Traité politique, VII, §04

  • 21 mars 2005


Mais la nature humaine est ainsi faite que chacun cherche toujours avec la plus grande ardeur ce qui lui est utile à lui-même, que les lois qu’il juge les plus justes sont celles qu’il croit nécessaires à la conservation et à l’accroissement de son bien et qu’il défend la cause d’un autre dans la mesure où il pense par là affermir sa propre situation. Il faut en conséquence nécessairement choisir des conseillers dont la situation et les intérêts propres dépendent du salut commun et de la paix pour tous, et il est manifeste que si de chaque tribu ou classe de citoyens, quelques-uns sont désignés pour faire partie du conseil, ce sera utile à la majorité des sujets parce qu’elle disposera dans le conseil de la majorité des suffrages. Et bien que ce conseil composé d’un si grand nombre de citoyens doive comprendre nécessairement beaucoup d’hommes incultes, il est cependant certain que chacun d’eux, dans les affaires qu’il a toujours conduites avec beaucoup d’ardeur, sera suffisamment habile et avisé. C’est pourquoi si seuls sont désignés des hommes qui, jusqu’à l’âge de cinquante ans, auront conduit leurs propres affaires honorablement, ils auront les aptitudes requises pour donner des avis concernant les choses qui les touchent, surtout si, dans les affaires d’importance, le temps de la réflexion leur est accordé. Ajoutez qu’il s’en faut que des assemblées peu nombreuses ne comprennent pas des hommes tout aussi incultes : au contraire, en pareil cas chacun travaille à avoir des collègues bornés, tout disposés à l’écouter, et il n’en est pas ainsi dans de grandes assemblées [1].


Traduction Saisset :

Or la nature humaine étant ainsi faite que chaque individu recherche avec la plus grande passion son bien particulier, regarde comme les lois les plus équitables celles qui lui sont nécessaires pour conserver et accroître sa chose, et ne défend l’intérêt d’autrui qu’autant qu’il croit par là même assurer son propre intérêt, il s’ensuit qu’il faut choisir des conseillers dont les intérêts particuliers soient liés au salut commun et à la paix publique. Et par conséquent il est évident que si on choisit un certain nombre de conseillers dans chaque genre ou classe de citoyens, toutes les mesures qui dans une assemblée ainsi composée auront obtenu le plus grand nombre de suffrages seront des mesures utiles à la majorité des sujets. Et quoique cette assemblée, formée d’une si grande quantité de membres, doive en compter beaucoup d’un esprit fort peu cultivé, il est certain toutefois que tout individu est toujours assez habile et assez avisé, quand il s’agit de statuer sur des affaires qu’il a longtemps pratiquées avec une grande passion. C’est pourquoi, si l’on n’élit pas d’autres membres que ceux qui auront exercé honorablement leur industrie jusqu’à cinquante ans, ils seront suffisamment capables de donner leurs avis sur des affaires qui sont les leurs, surtout si dans les questions d’une grande importance on leur donne du temps pour réfléchir. Ajoutez à cela qu’il s’en faut de beaucoup qu’une assemblée, pour être composée d’un petit nombre de membres, n’en renferme pas d’ignorants. Au contraire, elle est formée en majorité de gens de cette espèce, par cette raison que chacun y fait effort pour avoir des collègues d’un esprit épais qui votent sous son influence, et c’est ce qui n’arrive pas dans les grandes assemblées.
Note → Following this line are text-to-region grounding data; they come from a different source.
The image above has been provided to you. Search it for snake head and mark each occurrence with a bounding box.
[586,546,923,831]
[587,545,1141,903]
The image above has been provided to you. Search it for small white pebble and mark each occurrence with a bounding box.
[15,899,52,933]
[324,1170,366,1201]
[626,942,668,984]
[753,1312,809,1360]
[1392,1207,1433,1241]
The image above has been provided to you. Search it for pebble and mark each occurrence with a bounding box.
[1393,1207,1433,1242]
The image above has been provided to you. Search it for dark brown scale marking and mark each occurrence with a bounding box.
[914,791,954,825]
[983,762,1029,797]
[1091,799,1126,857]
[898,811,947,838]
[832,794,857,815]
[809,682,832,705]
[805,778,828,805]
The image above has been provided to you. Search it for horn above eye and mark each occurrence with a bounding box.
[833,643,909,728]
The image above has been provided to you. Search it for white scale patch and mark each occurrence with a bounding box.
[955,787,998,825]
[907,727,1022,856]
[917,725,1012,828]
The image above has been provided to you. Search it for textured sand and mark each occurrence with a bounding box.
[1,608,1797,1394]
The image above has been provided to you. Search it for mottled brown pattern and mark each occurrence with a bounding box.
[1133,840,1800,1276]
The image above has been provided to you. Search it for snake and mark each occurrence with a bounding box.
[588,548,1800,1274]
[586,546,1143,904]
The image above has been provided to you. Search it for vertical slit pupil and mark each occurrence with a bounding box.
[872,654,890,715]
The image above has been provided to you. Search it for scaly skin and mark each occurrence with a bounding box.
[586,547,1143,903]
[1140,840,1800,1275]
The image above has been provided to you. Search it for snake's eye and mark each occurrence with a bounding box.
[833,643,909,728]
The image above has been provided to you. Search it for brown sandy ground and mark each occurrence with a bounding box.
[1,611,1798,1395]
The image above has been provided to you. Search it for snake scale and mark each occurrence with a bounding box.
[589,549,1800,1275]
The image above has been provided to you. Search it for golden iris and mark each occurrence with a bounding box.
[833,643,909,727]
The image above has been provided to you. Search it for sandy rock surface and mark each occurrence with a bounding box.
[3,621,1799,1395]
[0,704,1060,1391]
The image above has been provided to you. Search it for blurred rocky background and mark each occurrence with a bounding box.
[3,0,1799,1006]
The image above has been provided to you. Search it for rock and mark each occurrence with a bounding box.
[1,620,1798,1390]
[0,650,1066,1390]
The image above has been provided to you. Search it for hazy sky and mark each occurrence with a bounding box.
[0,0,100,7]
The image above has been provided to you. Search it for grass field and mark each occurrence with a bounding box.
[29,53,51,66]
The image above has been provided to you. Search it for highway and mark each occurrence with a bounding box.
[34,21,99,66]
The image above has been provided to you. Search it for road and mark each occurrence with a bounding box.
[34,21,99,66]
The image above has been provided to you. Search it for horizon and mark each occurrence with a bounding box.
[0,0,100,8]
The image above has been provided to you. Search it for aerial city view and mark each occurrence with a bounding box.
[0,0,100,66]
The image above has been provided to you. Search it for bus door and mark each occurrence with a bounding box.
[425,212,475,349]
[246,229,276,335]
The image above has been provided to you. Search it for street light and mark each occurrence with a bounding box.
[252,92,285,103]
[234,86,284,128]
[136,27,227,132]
Sed quia cum humana natura ita comparatum est, ut unusquisque suum privatum utile summo cum affectu quaerat, et illa iura aequissima esse iudicet, quae rei suae conservandae, et augendae necessaria esse, et alterius causam eatenus defendat, quatenus rem suam eo ipso stabilire credit, hinc sequitur consiliarios necessario debere eligi, quorum privatae res et utilitas a communi omnium salute et pace pendeant. Atque adeo patet, quod, si ex unoquoque civium genere sive classe aliquot eligantur, id maiori subditorum parti utile erit, quod in hoc concilio plurima habuerit suffragia. Et quamvis hoc concilium, quod ex adeo magno civium numero componitur, frequentari necessario debeat a multis rudi admodum ingenio ; hoc tamen certum est, unumquemque in negotiis, quae diu magno cum affectu exercuit, satis callidum atque astutum esse. Quapropter si nulli alii eligantur, nisi ii, qui ad quinquagesimum aetatis annum usque negotia sua sine ignominia exercuerunt, satis apti erunt, ut consilia res suas concernentia dare possint, praesertim si in rebus maioris ponderis tempus ad meditandum concedatur. Adde quod longe abest, ut concilium, quod paucis constat, a similibus non frequentetur. Nam contra maxima eius pars ex hominibus eiusmodi constat, quandoquidem unusquisque ibi maxime conatur socios habere bardos, qui ab ipsius ore pendeant, quod in magnis conciliis locum non habet.


[1Spinoza s’oppose ici à Hobbes. Voyez De Cive,Chap. X, X.